[erlang-questions] MPI and Erlang. (fun experiment)

Richard O'Keefe <>
Fri Jun 17 10:33:18 CEST 2011


> On Fri, 2011-06-17 at 05:07 +0200, Ale wrote:
>> Hello all,
>> 
>> Just sharing with whom might ever be interested, a fun (for me, might
>> not be for you) experiment. I tried to port a MPI implementation of
>> Simpson's rule[0], I had made for a course in HPC, to Erlang. I wasn't
>> expecting Erlang to beat C... but, well see the results:

(1) You are not comparing apples with apples:  in the C code the 'sin'
    function is provided to the kernel code via a macro definition,
    which means that on an X86 a compiler might (with certain command line
    parameters) inline that and just generate the x87 'sin' instruction;
    in the Erlang code math:sin/1 is passed as a parameter and invoked in
    what I believe to be the slowest available way to invoke a function.

(2) You tell us nothing about how the C code was compiled.
    Between different C compilers and different compilation options,
    a factor of 3 on the same machine is possible.

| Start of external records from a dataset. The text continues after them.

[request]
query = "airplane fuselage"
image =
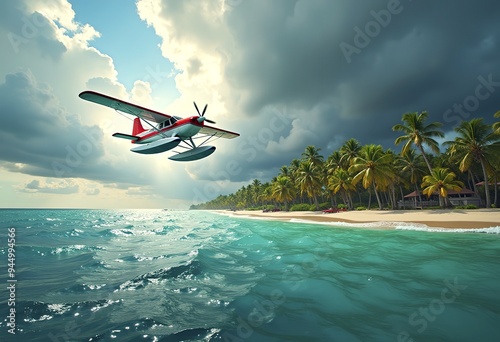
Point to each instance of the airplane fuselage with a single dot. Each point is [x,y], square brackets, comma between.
[182,128]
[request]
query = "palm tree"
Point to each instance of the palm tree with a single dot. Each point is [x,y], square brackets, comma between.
[309,181]
[417,133]
[412,167]
[441,180]
[496,125]
[373,167]
[283,190]
[476,143]
[342,181]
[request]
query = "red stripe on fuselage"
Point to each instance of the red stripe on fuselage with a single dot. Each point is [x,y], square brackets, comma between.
[183,128]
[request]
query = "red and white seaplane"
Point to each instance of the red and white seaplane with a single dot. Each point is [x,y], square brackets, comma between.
[166,132]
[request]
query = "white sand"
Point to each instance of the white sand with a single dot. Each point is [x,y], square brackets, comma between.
[453,218]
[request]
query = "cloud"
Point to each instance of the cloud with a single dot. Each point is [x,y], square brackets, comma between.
[287,54]
[62,187]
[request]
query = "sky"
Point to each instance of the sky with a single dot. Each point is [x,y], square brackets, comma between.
[284,74]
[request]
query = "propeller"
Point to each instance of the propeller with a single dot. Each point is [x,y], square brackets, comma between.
[202,114]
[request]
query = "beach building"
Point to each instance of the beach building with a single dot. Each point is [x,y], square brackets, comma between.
[416,200]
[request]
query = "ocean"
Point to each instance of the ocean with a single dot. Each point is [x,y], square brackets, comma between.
[155,275]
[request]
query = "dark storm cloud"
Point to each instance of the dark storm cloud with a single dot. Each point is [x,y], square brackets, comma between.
[292,54]
[406,56]
[39,137]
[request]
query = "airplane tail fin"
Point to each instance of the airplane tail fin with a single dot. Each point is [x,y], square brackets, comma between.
[137,127]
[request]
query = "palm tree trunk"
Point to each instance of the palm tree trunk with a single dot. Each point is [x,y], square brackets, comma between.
[425,158]
[378,197]
[486,187]
[496,190]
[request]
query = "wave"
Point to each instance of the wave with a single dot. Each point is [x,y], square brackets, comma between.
[36,311]
[187,271]
[402,226]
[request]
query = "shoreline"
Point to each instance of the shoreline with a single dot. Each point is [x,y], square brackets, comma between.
[388,219]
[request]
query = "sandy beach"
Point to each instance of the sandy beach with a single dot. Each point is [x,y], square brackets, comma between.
[453,218]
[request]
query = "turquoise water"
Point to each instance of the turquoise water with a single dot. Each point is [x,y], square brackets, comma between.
[152,275]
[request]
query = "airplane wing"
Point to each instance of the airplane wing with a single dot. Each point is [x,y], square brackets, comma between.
[221,133]
[125,107]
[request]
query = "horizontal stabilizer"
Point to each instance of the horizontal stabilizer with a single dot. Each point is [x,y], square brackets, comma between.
[126,136]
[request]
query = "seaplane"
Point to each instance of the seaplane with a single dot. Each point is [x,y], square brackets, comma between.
[164,132]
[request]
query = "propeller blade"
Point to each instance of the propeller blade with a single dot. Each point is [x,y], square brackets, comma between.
[202,114]
[195,106]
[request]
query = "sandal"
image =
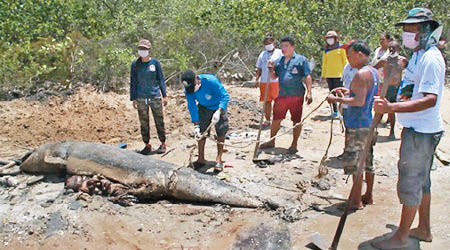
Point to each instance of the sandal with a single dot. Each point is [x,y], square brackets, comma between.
[218,167]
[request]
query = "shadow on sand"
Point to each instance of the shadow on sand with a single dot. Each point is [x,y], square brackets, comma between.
[413,244]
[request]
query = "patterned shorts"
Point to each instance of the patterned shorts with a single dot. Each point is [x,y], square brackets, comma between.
[354,145]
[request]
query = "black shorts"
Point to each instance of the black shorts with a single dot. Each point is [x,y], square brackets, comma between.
[205,116]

(3) You tell us nothing about how the Erlang code was compiled.

(4) You have told the C compiler all about the relevant types;
    you have told the Erlang compiler nothing about them.
    This is the kind of code where HiPE can make quite a difference,
    *if* you give it a few clues.

    Take

	compute(Idx, Acc, A, H, Fun) ->
	    X = A + Idx * H,
	    case Idx rem 2 of
	        0 ->
	            NewAcc = Acc + apply(Fun, [X]) * 2;
	        _ ->
	            NewAcc = Acc + apply(Fun, [X]) * 4
	    end,
	    NewAcc.

    as an example.  First off, what _is_ the point of NewAcc?
    Why not write this as

	compute(Idx, Acc, A, H, Fun) ->
	    Acc + Fun(A + Idx*H) * ((Idx band 1)*2 + 2).

    and then give HiPE a hint by writing

	compute(Idx, Acc, A, H, Fun)
	  when is_integer(Idx),
	       is_float(Acc), is_float(A), is_float(H),
	       is_function(Fun, 1)
	    -> Acc + Fun(A + Idx*H) * ((Idx band 1)*2 + 2).

    Of course the most help would come from a -spec, in which
    you can tell HiPe that Fun takes float arguments and delivers
    a float result.

    cycle(Start, End, Step, Fun, Args, Acc) ->
        NextStep = Start + Step,
        case NextStep > End of 
            true ->
                Acc;
            false ->
                NewAcc = apply(Fun, [Start, Acc|Args]),
                cycle(NextStep, End, Step, Fun, Args, NewAcc)
        end.

    cycle(Start, End, Args, Acc) ->
        cycle(Start, End, 1, fun compute/5, Args, Acc).

    Here I note that Fun has arity 5 and is called with [Start,Acc|Args],
    so Args must have 3 elements.  We could do

	cycle(Start, End, [A,H,Fun], Acc) ->
	    cycle(Start, End, 1, Acc, fun (S, R) ->
		compute(S, R, A, H, Fun)
	    end).

	cycle(Start, End, Step, Acc, Fun) ->
	    Next_Step = Start + Step,
	    if Next_Step > End -> Acc
             ; true -> cycle(Next_Step, End, Step, Fun(Start, Acc), Fun)
	    end.

    and it's natural to revise this to

	cycle(Start, End, [A,H,Fun], Acc)
	  when is_integer(Start), is_integer(End),
	       is_float(A), is_float(H), is_float(Acc),
	       is_function(Fun, 1)
	    -> cycle(Start, End, 1, Acc, fun (I, R) ->
	           R + Fun(A + I*H)*((I band 1)*2 + 2)
	       end).

	cycle(Start, End, Step, Acc, Update)
	  when is_integer(Start), is_integer(End), is_integer(Step),
	       is_float(Acc),
	       is_function(Update, 2)
	    -> Next_Step = Start + Step,
	       if Next_Step > End -> Acc
		; true -> cycle(Next_Step, End, Step, Update(Start, Acc), Fun)
	       end.

    As before, a more up to date way to help HiPe is to use -spec declarations,
    which can tell the compiler what the arguments of Update are and what the
    result is.

The big issue here is that with adequate type information, HiPe can avoid
boxing and unboxing a lot of floating point numbers, so it's quite likely
that you can get a factor of 2 to 4 speedup fairly easily.